Use of the class algorithm#

../_images/algo_no_text.png

The algorithm class represents a generic optimization algorithm. The user codes the details of such an algorithm in a separate class (the user-defined algorithm, or UDA) which is then passed to algorithm that provides a single unified interface.

Note

The User Defined Algorithms (UDAs) are optimization algorithms (coded by the user) that can be used to build a pygmo object of type algorithm

Some UDAs (optimization algorithms) are already provided with pygmo and we refer to them as pygmo UDAs.

For the purpose of this tutorial we are going to use a pygmo UDA called cmaes to show the basic construction of an algorithm, but the same logic would also apply to a custom UDAs, that is a UDA that is actually coded by the user.

Let us start:

>>> import pygmo as pg
>>> algo = pg.algorithm(pg.cmaes(gen = 100, sigma0=0.3))
>>> print(algo) 
Algorithm name: CMA-ES: Covariance Matrix Adaptation Evolutionary Strategy [stochastic]
    C++ class name: ...
    Thread safety: basic

Extra info:
    Generations: 100
    cc: auto
    cs: auto
    c1: auto
    cmu: auto
    sigma0: 0.3
    Stopping xtol: 1e-06
    Stopping ftol: 1e-06
    Memory: false
    Verbosity: 0
    Force bounds: false
    Seed: ...

In the code above, after the trivial import of the pygmo package, we define a variable algo by constructing an algorithm from cmaes, our implementation of the Covariance Matrix Adaptation Evolutionary Strategy. To construct the pygmo UDA we also pass some parameters (gen and sigma0) whose meaning is documented in cmaes. In the following line we inspect the algorithm. We can see, at a glance, the name of the algorithm and some extra info that indicate the user (in this case us), has implemented, in the UDA (in this case cmaes), the optional method get_extra_info() that prints to screen some fundamental parameters defining the UDA.

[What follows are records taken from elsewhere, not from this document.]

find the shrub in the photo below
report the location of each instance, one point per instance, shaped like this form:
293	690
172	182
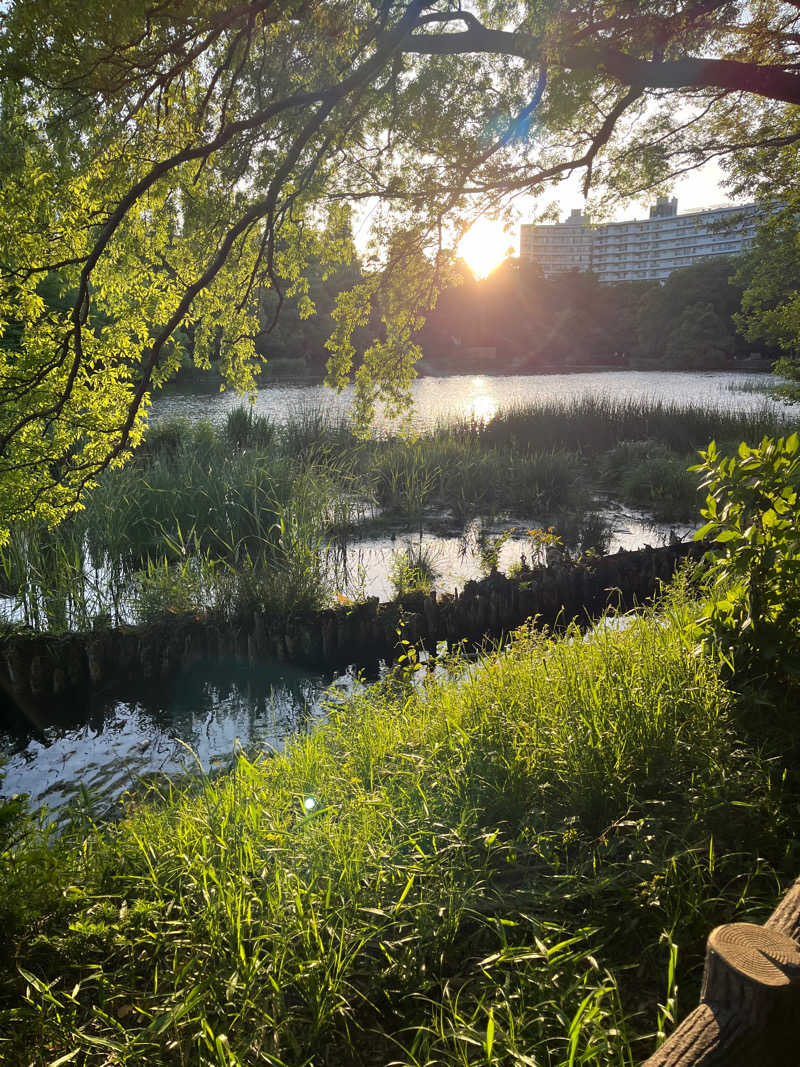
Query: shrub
753	518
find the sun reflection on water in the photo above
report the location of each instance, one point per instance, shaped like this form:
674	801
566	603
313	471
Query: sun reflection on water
481	407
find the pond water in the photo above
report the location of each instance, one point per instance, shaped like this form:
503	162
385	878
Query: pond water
200	717
110	745
479	397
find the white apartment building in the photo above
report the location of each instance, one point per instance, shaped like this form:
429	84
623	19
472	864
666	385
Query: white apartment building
642	250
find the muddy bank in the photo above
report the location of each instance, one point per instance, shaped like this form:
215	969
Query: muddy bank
37	670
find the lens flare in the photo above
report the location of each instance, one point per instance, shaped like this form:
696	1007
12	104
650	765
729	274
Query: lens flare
484	245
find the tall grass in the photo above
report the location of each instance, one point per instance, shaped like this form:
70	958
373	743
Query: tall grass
596	424
268	500
488	868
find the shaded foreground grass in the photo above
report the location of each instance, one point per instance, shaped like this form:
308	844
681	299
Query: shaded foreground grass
484	868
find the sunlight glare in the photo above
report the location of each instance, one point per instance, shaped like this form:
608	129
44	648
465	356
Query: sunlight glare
484	245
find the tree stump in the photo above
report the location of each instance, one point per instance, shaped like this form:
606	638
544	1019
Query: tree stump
750	1001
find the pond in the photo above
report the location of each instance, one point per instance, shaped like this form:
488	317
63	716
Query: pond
479	397
202	716
197	718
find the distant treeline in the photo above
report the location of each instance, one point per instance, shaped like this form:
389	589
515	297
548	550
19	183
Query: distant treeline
518	319
572	319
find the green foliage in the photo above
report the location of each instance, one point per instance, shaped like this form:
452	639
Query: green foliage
753	519
770	305
413	570
689	320
789	369
474	869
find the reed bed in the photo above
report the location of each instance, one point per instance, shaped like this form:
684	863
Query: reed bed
244	514
596	424
515	861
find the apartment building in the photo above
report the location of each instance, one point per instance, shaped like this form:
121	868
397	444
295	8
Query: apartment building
641	250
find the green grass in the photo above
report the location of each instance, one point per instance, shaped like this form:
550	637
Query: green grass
241	515
488	868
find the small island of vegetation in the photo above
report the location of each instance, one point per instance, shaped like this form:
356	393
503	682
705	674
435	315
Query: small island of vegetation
494	854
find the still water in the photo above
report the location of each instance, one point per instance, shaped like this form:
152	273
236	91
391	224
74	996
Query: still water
201	717
480	397
198	718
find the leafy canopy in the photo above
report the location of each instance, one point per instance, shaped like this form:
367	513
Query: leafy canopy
163	163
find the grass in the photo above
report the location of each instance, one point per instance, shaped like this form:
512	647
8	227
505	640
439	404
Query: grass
245	514
491	865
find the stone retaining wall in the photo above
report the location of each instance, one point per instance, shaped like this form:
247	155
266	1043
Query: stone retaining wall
36	669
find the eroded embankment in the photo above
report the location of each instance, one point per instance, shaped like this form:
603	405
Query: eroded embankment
36	669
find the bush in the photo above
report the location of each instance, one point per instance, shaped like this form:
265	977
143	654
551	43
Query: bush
753	518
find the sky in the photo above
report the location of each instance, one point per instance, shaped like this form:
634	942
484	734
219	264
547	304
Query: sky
488	244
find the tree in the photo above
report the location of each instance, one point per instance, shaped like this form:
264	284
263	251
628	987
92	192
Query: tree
169	160
689	320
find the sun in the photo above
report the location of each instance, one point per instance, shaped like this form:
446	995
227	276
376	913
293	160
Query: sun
484	245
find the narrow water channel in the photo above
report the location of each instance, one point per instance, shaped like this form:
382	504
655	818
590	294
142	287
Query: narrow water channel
195	720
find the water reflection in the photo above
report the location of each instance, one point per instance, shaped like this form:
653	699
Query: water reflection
201	716
482	405
442	398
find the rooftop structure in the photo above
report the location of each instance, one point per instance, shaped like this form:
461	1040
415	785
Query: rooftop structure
641	250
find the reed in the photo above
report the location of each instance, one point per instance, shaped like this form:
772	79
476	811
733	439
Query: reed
491	864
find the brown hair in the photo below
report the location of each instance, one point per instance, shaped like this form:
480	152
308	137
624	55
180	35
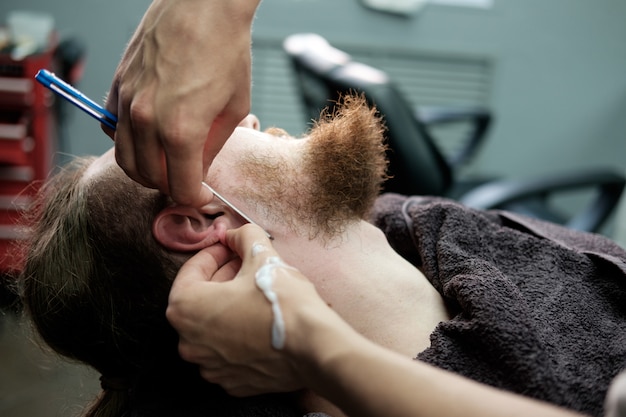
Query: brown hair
90	265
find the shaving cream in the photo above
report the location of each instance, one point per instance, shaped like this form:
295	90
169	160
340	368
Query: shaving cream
264	280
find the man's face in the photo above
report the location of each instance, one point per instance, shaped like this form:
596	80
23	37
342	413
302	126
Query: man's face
308	185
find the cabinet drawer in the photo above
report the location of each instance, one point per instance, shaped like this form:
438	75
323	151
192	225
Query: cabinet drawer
16	144
18	92
16	180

We may also get access to the UDA, and thus to its methods not exposed in the algorithm interface, at any time via the extract method:

>>> uda = algo.extract(pg.cmaes)
>>> type(uda)
<class 'pygmo.core.cmaes'>
>>> uda = algo.extract(pg.de)
>>> uda is None
True

Such an extraction will only work if the correct UDA type is passed as argument.